I have tried to solve this problem that I mentioned above in Java through recursion. But the program was not working for some test cases. I could not find what is wrong. But I know it is a brute force method.
import java.util.*;
class Solution{
static boolean sol(int a, int b, int x, int y){
if( a == x && b == y)
return true;
else if(a > x || b > y)
return false;
else{
if(sol(a+b, b, x, y)) return true;
if(sol(a, a+b, x, y)) return true;
}
return false;
}
static String ans(int x, int y){
if(sol(1, 1, x, y)) return "Yes";
return "No";
}
public static void main(String[] args) {
int x, int y;
Scanner sc = new Scanner(System.in);
x = sc.nextInt();
y = sc.nextInt();
System.out.println(ans(x, y));
}
}
This is the code that I wrote. Can someone tell me an efficient for this solving this and tell me what's wrong with my code?
Your question says:
If the current position is (a,b) then in the next move, you can move only to (a+b,b) or (a,a+b).

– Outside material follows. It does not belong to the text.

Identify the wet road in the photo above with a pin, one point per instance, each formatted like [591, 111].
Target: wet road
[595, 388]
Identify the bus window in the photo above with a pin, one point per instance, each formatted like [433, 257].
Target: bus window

Your mistakes are (highlighted inline in bold):
if(sol(a+b, a, x, y)) return true; // a should be b
if(sol(a, a+b, x, y)) return false; // false should be true
Correct both points with (highlighted inline in bold):
if(sol(a+b, b, x, y)) return true;
if(sol(a, a+b, x, y)) return true;
OR simplify by combining them:
if(sol(a+b, b, x, y) || sol(a, a+b, x, y)) return true;
With above suggestion full code would be:
import java.util.*;
class Solution {
static boolean sol(int a, int b, int x, int y) {
if(a == x && b == y)
return true;
else if(a > x || b > y)
return false;
else if(sol(a+b, b, x, y) || sol(a, a+b, x, y)) // fix applied here
return true;
return false;
}
static String ans(int x, int y) {
if(sol(1, 1, x, y)) return "Yes";
return "No";
}
public static void main(String[] args) {
int x, int y;
Scanner sc = new Scanner(System.in);
x = sc.nextInt();
y = sc.nextInt();
System.out.println(ans(x, y));
}
}
Edit for optimized solution than brute force
We are starting with (1, 1) and any next step of (a, b) is (a+b, b) or (a, a+b) so x > 0 and y > 0 is the required condition for any step (x, y).
Now, let's say,
Step k: (a, b)
Step k+1: (a2, b2) = (a+b, b) OR (a, a+b)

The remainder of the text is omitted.